In terms of the transaction, Vancouver-based Silver Wheaton will also make ongoing payments of 20 percent of the spot price for silver for every ounce of metal delivered.

Glencore will deliver silver equivalent to 33.75 percent of silver produced at Antamina to Silver Wheaton until 140 million ounces is reached. After that, the stream will be reduced to 22.5 percent of the silver produced at Antamina.

Reuters reported in September that Glencore was in talks with Franco-Nevada Corp, Silver Wheaton, Royal Gold Inc and two other companies to sell portions of the future production of three South American copper mines, including Antamina.

Silver Wheaton pioneered the streaming concept more than a decade ago.

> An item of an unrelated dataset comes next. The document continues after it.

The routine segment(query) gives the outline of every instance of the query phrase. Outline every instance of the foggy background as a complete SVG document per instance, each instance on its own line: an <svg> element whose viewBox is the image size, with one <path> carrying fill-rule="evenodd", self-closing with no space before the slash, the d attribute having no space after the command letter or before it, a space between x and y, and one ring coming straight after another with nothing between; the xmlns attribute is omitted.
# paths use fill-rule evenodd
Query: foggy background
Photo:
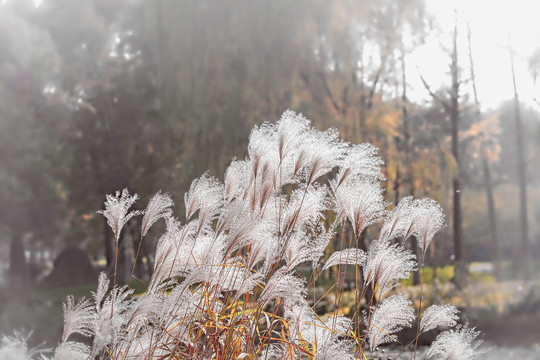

The company said it would fund the $900 million from cash on hand and also dip into its $2 billion revolving credit facility.

Glencore's partners in the Antamina mine are BHP Billiton, also with 33.75 percent, Teck Resources with 22.5 percent and Mitsubishi Corp with 10 percent.

Teck Resources did a streaming transaction on its stake in the Antamina mine last month, raising $610 million, to help cut its debt.